B. İstinaf Sebepleri
... erkek vekili, hükmün usul ve kanuna aykırı bulunduğunu ileri sürerek, kadının davasının kabulü, kusur belirlemesi, tazminatların miktarı, tedbir nafakası, velâyet, kişisel ilişki süresinin arttırılması yönünden kararın kaldırılmasına karar verilmesini talep etmiştir.
C. Gerekçe ve Sonuç
Bölge Adliye Mahkemesinin yukarıda tarih ve sayısı belirtilen kararı ile ortak çocuk ile baba arasındaki kişisel ilişkinin az olduğundan bahisle istinaf başvurusunun kısmen kabulü ile İlk Derece Mahkemesinin ilgili bentlerinin kaldırılarak yeniden esas hakkında hüküm kurmak suretiyle ortak çocuk ile baba arasında, her ayın 1. ve 3. haftası Cumartesi saat 10.00'dan Pazar saat 18.00'e kadar, dini bayramların 2.günü saat 10.00'dan 3. günü saat 18.00'e kadar, her yıl sömestr tatilinin başladığı ilk Pazartesi saat 10.00'dan takip eden Pazartesi saat 10.00'a kadar ve her yıl 1 Temmuz saat 10.00'dan 31 Temmuz saat 18.00'e kadar kişisel ilişki kurulmasına; ... erkeğin sair istinaf taleplerinin ise esastan reddine karar verilmiştir
V. TEMYİZ
A. Temyiz Yoluna Başvuranlar
Bölge Adliye Mahkemesinin yukarıda belirtilen kararına karşı süresi içinde ... erkek vekili temyiz isteminde bulunmuştur.
B. Temyiz Sebepleri
... erkek vekili, kararın usul ve kanuna aykırı bulunduğunu ileri sürerek, kadının davasının kabulü, kusur belirlemesi, tazminatların miktarı, tedbir nafakası, velâyet, kişisel ilişki süresinin arttırılması yönlerinden kararın bozulmasına karar verilmesini talep etmiştir.
C. Gerekçe
1. Uyuşmazlık ve Hukuki Nitelendirme
Uyuşmazlık, taraflarca açılan karşılıklı boşanma davasında taraflar arasında ortak hayatı temelinden sarsacak derecede ve birliğin devamında imkan vermeyecek nitelikte bir geçimsizlik bulunup bulunmadığı, geçimsizlik var ise kusurun kimden kaynaklandığı, kadının davasının kabulü şartlarının oluşup oluşmadığı, erkek yararına hükmedilen tazminatlar ve iştirak nafakasının miktarı, velâyet düzenlemesi ile kişisel ilişki düzenlenmesinin çocuğun üstün yararına uygun olup olmadığı noktasında toplanmaktadır.
2. İlgili Hukuk
4721 sayılı Kanun'un 4 üncü maddesi, 166 ncı maddesinin birinci ve ikinci fıkrası,169 uncu, 174 üncü, 182 nci, 323 üncü, 327 nci, 328 inci, 329 uncu, 330 uncu, 331 inci ve 336 ncı maddeleri. 6100 sayılı Kanun'un 370 inci ve 371 inci maddeleri. 6098 sayılı Türk Borçlar Kanunu'nun 50 nci ve 51 inci maddeleri.
3. Değerlendirme
1.Bölge adliye mahkemelerinin nihai kararlarının bozulması 6100 sayılı Kanun'un 371 inci maddesinde yer alan sebeplerden birinin varlığı hâlinde mümkündür.

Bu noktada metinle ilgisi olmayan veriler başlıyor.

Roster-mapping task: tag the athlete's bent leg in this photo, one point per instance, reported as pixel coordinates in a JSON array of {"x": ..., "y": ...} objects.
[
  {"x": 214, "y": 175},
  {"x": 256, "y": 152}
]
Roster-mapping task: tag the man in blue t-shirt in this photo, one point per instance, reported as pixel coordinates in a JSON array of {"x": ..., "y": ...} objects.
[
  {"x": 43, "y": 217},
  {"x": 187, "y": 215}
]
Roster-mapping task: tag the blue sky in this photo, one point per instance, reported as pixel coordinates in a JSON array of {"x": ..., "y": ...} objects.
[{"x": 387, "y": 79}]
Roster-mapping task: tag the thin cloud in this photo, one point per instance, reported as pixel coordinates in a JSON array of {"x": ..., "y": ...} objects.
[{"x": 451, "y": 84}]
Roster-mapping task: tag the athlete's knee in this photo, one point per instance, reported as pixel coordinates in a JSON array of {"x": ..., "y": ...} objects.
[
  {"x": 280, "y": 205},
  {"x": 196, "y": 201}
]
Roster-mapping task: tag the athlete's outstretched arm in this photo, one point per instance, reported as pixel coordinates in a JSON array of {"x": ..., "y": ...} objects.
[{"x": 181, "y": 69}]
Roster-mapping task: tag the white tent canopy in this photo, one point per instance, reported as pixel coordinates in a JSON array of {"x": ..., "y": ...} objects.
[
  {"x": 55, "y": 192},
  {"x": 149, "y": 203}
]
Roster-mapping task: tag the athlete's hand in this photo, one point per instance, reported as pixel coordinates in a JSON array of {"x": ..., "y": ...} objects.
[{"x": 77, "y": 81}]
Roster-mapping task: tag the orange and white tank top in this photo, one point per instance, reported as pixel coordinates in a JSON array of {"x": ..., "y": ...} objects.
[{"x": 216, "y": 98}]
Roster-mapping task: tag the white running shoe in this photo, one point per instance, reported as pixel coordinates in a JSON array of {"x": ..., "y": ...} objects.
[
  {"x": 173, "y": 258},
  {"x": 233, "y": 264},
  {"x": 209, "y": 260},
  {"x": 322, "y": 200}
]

2.Temyizen ..., tarafların karşılıklı iddia ve savunmalarına, dayandıkları belgelere, uyuşmazlığa uygulanması gereken hukuk kuralları ile hukuki ilişkinin nitelendirilmesine, dava şartlarına, yargılama ve ispat kuralları ile kararda belirtilen gerekçelere göre usul ve kanuna uygun olup ... erkek vekili tarafından temyiz dilekçesinde ileri sürülen nedenler kararın bozulmasını gerektirecek nitelikte görülmemiştir.
VI. KARAR
Açıklanan sebeplerle;
Temyiz olunan Bölge Adliye Mahkemesi kararının 6100 sayılı Kanun'un 370 inci maddesinin birinci fıkrası uyarınca ONANMASINA,
Aşağıda yazılı temyiz giderinin temyiz edene yükletilmesine,
Dosyanın İlk Derece Mahkemesine, kararın bir örneğinin Bölge Adliye Mahkemesine gönderilmesine,
20.02.2024 tarihinde oy birliğiyle karar verildi.